The authors use their specialized reward model SpatialScore to guide online reinforcement learning on Flux.1-dev, achieving substantial gains in spatial reasoning across multiple benchmarks compared to both the base model and a variant trained with rule-based rewards. Results show consistent improvements in spatial alignment, particularly on long prompts and out-of-domain evaluations, indicating stronger generalization and more faithful adherence to complex multi-object spatial descriptions.

The authors use their specialized reward model SpatialScore to guide online reinforcement learning for image generation, achieving significant improvements in spatial understanding across multiple benchmarks. Results show that their method outperforms the base Qwen-Image model not only on in-domain spatial evaluation but also on out-of-domain spatial subdimensions, including both short and long prompt settings. The gains demonstrate that reward-guided training with SpatialScore enhances the model’s ability to accurately render complex multi-object spatial relationships described in prompts.

The authors use their specialized reward model SPATIALSCORE to guide online RL training of Flux.1-dev, achieving substantial gains in spatial understanding across multiple evaluation dimensions. Results show their method outperforms both the base model and a variant trained with rule-based rewards, particularly on complex spatial relationships and long prompts. The improved model also approaches the performance of proprietary systems like GPT-Image-1 on comprehensive alignment benchmarks.

The authors use their specialized reward model SPATIALSCORE to guide online RL training of Flux.1-dev, resulting in improved performance across multiple spatial reasoning dimensions including object positioning and attribute consistency. Results show consistent gains over the base model, particularly in complex multi-object spatial relationships, while also demonstrating better generalization than models trained with rule-based rewards. The approach achieves higher overall scores by focusing on fine-grained spatial alignment rather than relying on generic text-image matching.

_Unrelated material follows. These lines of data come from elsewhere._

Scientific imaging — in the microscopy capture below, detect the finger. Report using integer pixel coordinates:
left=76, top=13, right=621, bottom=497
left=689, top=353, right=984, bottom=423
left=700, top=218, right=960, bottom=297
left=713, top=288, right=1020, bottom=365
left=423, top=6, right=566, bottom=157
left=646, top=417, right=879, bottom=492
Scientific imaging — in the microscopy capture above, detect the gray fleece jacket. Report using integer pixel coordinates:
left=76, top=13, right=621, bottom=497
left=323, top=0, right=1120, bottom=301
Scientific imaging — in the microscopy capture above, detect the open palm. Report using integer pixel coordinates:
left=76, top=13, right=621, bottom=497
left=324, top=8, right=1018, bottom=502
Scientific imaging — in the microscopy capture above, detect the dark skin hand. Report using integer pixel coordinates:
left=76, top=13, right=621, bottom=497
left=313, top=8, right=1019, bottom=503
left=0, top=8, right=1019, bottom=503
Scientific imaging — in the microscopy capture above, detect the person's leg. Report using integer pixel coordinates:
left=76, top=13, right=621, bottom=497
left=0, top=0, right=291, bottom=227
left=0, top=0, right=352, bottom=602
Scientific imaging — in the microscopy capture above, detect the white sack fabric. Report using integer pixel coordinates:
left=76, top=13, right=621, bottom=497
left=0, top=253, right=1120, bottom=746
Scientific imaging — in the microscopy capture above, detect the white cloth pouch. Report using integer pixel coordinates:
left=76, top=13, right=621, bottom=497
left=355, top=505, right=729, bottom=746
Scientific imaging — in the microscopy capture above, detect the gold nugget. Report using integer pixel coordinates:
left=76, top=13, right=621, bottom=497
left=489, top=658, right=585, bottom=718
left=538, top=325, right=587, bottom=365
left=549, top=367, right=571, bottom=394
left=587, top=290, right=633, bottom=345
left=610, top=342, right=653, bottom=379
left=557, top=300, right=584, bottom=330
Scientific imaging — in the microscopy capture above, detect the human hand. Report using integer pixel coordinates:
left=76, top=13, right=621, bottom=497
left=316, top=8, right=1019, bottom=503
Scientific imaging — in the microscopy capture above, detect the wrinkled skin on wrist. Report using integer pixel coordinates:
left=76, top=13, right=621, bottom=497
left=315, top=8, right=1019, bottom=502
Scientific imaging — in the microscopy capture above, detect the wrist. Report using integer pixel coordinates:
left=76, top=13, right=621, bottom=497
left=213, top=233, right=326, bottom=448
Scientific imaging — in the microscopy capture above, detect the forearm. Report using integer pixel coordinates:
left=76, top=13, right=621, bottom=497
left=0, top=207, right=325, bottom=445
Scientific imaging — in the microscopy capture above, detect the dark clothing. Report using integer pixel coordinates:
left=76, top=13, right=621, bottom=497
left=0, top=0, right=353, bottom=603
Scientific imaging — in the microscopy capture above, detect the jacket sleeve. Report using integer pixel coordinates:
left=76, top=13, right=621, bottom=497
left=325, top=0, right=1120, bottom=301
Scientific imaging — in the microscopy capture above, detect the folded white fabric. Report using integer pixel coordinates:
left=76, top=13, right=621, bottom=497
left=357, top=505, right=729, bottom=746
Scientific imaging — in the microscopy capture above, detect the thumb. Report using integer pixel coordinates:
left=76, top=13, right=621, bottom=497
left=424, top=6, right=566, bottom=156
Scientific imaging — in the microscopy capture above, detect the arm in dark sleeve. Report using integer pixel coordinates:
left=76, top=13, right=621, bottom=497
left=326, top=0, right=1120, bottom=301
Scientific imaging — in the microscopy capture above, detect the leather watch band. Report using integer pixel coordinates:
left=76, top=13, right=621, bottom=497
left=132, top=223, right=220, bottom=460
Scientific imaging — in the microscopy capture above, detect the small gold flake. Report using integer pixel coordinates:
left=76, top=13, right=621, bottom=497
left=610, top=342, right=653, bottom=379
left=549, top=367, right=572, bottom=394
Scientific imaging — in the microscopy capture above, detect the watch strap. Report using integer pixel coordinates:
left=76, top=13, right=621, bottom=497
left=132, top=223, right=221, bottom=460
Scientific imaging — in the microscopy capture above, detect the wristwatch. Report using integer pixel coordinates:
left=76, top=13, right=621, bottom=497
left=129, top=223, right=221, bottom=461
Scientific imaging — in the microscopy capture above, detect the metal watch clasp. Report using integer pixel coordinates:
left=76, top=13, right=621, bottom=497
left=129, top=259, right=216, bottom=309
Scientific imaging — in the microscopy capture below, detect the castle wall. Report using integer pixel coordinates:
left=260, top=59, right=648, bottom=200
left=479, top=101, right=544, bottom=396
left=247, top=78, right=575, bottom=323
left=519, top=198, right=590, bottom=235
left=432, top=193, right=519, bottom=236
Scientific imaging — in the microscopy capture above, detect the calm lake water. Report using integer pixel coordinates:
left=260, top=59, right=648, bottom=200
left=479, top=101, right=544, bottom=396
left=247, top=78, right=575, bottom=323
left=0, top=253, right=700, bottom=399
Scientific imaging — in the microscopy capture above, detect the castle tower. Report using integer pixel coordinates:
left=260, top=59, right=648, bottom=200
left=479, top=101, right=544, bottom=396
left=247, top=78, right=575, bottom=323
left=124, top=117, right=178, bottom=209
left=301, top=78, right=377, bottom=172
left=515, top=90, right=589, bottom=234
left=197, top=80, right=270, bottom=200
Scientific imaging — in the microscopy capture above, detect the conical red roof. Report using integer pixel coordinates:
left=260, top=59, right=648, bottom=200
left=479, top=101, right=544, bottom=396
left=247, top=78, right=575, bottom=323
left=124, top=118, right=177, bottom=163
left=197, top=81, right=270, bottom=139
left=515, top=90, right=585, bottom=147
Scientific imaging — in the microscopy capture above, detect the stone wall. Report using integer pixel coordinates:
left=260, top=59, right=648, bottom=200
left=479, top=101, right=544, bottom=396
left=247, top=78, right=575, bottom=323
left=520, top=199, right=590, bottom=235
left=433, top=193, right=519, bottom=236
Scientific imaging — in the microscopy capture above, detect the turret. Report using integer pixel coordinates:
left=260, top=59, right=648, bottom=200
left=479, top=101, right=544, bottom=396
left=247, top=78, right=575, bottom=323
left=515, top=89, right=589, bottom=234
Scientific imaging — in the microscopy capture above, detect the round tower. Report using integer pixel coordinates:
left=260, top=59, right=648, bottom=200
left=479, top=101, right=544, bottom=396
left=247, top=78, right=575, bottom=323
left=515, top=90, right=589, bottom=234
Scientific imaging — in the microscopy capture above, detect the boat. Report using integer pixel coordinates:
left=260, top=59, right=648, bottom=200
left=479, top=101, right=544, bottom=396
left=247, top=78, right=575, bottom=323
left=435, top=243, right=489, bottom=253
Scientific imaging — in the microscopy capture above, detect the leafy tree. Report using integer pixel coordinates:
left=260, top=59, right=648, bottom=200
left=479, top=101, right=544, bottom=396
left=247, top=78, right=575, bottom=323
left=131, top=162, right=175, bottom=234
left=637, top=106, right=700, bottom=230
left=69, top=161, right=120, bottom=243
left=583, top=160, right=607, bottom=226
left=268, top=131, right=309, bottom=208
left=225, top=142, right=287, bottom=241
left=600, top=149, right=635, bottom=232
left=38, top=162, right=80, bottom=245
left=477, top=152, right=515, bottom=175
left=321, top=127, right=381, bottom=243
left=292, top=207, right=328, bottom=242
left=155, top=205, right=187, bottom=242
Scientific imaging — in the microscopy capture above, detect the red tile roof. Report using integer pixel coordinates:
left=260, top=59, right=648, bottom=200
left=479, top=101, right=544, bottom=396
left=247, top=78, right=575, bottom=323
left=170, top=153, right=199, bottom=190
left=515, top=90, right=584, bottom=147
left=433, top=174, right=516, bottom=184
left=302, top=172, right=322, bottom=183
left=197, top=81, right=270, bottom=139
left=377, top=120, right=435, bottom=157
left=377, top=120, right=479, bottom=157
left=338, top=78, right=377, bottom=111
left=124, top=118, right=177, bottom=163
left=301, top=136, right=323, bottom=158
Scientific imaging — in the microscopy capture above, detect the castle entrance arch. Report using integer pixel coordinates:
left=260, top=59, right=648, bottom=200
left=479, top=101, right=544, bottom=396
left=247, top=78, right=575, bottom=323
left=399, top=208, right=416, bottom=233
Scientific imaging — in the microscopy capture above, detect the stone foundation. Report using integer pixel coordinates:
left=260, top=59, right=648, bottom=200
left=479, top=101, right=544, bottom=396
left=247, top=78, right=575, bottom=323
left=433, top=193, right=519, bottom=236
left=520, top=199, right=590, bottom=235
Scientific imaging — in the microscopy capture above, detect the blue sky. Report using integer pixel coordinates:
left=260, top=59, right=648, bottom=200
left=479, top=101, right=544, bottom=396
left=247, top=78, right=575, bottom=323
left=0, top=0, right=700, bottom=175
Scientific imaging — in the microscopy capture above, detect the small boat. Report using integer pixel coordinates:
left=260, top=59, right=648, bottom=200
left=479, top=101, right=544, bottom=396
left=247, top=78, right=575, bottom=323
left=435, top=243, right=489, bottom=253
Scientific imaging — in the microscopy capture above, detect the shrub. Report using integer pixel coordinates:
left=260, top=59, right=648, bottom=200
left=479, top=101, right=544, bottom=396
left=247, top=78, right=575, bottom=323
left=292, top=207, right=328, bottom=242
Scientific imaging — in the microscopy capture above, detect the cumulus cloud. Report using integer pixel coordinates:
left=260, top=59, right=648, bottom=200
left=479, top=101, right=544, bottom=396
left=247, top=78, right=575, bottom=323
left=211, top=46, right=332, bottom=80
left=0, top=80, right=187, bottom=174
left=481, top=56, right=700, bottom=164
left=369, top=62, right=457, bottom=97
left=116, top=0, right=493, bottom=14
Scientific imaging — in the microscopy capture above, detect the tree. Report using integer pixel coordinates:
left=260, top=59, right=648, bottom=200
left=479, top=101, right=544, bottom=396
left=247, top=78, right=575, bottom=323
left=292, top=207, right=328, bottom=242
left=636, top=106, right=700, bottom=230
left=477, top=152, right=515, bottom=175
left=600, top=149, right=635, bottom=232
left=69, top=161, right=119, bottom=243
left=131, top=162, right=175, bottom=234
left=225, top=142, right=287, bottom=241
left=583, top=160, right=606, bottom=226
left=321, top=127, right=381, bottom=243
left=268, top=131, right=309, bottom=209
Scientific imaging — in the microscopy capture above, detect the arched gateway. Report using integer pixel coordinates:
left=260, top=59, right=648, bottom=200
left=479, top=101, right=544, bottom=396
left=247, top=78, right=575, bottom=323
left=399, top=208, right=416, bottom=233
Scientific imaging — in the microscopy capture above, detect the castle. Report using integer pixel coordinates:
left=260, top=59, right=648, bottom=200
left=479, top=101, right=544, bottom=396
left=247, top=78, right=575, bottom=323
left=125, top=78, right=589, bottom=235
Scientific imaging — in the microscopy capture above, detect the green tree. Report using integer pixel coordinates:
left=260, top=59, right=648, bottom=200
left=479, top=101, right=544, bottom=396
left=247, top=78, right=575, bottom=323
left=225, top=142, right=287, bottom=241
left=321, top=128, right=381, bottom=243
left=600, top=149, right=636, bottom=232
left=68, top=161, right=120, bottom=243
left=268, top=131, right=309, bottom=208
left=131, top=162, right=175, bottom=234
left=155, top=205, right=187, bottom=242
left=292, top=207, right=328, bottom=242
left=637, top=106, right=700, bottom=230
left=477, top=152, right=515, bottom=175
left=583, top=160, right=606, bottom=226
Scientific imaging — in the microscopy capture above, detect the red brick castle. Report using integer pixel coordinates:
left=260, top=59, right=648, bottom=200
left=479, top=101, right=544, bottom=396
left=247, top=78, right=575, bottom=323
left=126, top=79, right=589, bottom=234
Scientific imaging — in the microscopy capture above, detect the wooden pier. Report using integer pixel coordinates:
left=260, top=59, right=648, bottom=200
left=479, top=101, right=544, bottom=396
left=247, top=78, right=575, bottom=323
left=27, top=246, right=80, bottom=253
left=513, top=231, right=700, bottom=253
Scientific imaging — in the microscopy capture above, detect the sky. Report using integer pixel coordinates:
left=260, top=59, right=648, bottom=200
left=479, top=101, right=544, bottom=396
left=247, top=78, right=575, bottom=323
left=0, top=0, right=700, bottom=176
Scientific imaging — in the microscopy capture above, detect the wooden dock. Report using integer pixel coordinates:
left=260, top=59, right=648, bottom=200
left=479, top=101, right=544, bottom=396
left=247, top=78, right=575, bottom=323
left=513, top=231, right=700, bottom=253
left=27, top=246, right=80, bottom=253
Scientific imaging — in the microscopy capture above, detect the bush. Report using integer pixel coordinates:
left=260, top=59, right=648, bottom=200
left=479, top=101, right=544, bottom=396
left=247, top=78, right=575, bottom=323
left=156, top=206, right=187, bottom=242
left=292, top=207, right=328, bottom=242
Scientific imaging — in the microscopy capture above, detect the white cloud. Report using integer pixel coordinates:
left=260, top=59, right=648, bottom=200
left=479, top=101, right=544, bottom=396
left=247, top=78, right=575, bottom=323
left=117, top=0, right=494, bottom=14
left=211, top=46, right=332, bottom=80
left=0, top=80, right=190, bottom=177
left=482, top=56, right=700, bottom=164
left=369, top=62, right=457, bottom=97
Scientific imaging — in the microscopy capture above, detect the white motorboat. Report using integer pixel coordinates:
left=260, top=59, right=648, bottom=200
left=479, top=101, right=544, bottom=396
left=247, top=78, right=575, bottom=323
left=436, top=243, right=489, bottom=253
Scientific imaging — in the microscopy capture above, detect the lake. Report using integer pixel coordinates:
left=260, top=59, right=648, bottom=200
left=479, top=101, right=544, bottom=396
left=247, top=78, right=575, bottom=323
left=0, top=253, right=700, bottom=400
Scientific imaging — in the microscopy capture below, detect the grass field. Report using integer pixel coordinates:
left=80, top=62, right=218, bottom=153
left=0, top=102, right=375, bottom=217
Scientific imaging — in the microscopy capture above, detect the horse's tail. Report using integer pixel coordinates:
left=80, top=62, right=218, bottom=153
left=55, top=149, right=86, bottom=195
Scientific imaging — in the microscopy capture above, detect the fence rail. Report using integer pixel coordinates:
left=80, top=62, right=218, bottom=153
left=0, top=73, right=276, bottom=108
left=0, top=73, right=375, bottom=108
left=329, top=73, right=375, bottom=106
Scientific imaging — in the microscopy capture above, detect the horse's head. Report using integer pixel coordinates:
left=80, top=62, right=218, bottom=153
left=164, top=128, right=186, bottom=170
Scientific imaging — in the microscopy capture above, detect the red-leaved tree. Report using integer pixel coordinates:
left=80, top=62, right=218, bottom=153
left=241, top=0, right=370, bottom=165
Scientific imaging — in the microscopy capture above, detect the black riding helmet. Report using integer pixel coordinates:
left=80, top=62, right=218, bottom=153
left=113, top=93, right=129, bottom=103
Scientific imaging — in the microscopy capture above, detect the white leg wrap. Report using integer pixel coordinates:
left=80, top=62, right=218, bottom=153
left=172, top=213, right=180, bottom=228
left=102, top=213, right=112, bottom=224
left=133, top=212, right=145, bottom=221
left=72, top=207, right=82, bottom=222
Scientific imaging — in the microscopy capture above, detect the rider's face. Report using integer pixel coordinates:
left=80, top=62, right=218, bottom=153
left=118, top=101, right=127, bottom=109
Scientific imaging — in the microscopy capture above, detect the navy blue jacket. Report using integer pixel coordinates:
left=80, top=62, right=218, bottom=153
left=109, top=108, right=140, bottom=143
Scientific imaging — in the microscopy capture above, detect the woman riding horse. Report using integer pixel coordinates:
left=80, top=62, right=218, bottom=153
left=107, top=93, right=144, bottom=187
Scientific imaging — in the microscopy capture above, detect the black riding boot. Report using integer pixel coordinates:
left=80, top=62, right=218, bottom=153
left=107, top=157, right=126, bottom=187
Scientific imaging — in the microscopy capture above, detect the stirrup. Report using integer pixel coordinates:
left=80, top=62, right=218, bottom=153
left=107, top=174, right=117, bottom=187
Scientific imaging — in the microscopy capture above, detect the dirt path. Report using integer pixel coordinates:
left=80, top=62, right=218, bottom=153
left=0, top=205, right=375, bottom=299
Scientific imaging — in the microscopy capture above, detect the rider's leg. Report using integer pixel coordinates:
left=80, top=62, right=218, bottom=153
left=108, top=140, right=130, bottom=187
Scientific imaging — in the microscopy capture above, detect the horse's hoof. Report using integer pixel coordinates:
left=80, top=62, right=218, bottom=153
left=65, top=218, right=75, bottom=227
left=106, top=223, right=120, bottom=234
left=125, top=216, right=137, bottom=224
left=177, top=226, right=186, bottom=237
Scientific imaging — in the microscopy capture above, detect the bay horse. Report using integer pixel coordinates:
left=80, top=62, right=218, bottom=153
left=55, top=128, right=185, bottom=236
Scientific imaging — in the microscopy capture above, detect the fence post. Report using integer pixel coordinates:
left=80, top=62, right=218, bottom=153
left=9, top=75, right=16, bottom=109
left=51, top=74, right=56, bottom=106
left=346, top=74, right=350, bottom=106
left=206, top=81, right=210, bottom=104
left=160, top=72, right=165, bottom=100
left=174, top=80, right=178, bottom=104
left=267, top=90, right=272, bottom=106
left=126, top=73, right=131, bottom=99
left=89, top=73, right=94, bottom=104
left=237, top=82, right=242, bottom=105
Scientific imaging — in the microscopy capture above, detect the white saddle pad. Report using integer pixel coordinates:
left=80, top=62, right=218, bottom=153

The authors use a top-k filtering strategy during online RL training to balance reward distribution across prompts of varying difficulty, which reduces computational cost while maintaining or improving performance. Results show that using k=6 achieves the best tradeoff, yielding higher scores on spatial reasoning benchmarks and fewer function evaluations compared to both the unfiltered baseline and the k=4 variant. This optimization enables more efficient training without sacrificing spatial understanding quality.